They Said This Would be Fun by Eternity Martis
Audiobook, read February 2021
They Said This Would be Fun, by Eternity Martis, is a memoir about the author’s time as one of the only Black students at Western University in London, Ontario. This book is angry and unapologetic, full of fact-based rage that asks you to hear and understand the harrowing experience of being Black in Canada. Detailing her own experiences of verbal abuse, sexual assault, threats of physical assault, and endless microaggressions from friends, students, and strangers, Martis does not offer up any easy solutions, but instead asks you to just step up and hear what Black Canadians have been trying to say for decades: racism is alive and well, and it is killing Black Canadians without a second thought.
I say this book doesn’t offer up solutions just because–sometimes–when I read about systemic issues that do not personally affect my life (cis white gay woman), I want an action-based book that directs me as to how to be, how to act, what to do next to help with dismantling this. But it is nobody’s obligation to give me that, and Martis’s book is no less powerful for not doing that. This book may not spell out its reader’s next step, but it does offer a few reminders:
Mainstream media reports only a fraction of anti-Black racism, and when it is reported, it is rarely reported fairly; so much more goes on than what you hear about
Just because someone’s experience sounds so violent or unfair that it seems like it must be a unique or rare experience, that does not mean it really *is* a rare experience.

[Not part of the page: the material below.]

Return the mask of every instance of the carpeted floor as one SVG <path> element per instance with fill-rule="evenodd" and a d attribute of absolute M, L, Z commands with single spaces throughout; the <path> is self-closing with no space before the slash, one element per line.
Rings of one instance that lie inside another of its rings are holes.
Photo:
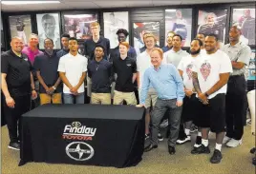
<path fill-rule="evenodd" d="M 214 134 L 210 135 L 213 151 Z M 193 140 L 195 134 L 193 134 Z M 135 167 L 114 168 L 73 164 L 29 163 L 18 166 L 19 152 L 7 148 L 9 144 L 7 126 L 2 127 L 2 174 L 255 174 L 251 164 L 250 148 L 255 145 L 255 137 L 250 127 L 245 128 L 243 145 L 236 148 L 223 147 L 224 159 L 219 164 L 209 163 L 210 155 L 191 155 L 191 144 L 177 145 L 177 152 L 170 156 L 166 139 L 159 148 L 143 154 L 143 160 Z"/>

See point number one.
Stop trying to explain away marginalized communities’ and individuals’ hate-based experiences (see point number 2)
Rage is a perfectly reasonable response to oppression, and it is nothing but a privilege and a gift when a member of an oppressed community chooses to adjust their tone for you. We should learn to receive rage with the same compassion we receive grief, and we should figure out how to learn from it. (See point number 3)
Martis’s book is hard, it’s triggering as hell, it’s painful, it’s nauseating, and it is so, so important to read. Listening to this book, for me, was a crash course in holding space for terrible things I don’t understand, and trying to understand them. This book is not asking for sympathy, but solidarity. Everyone should read this book.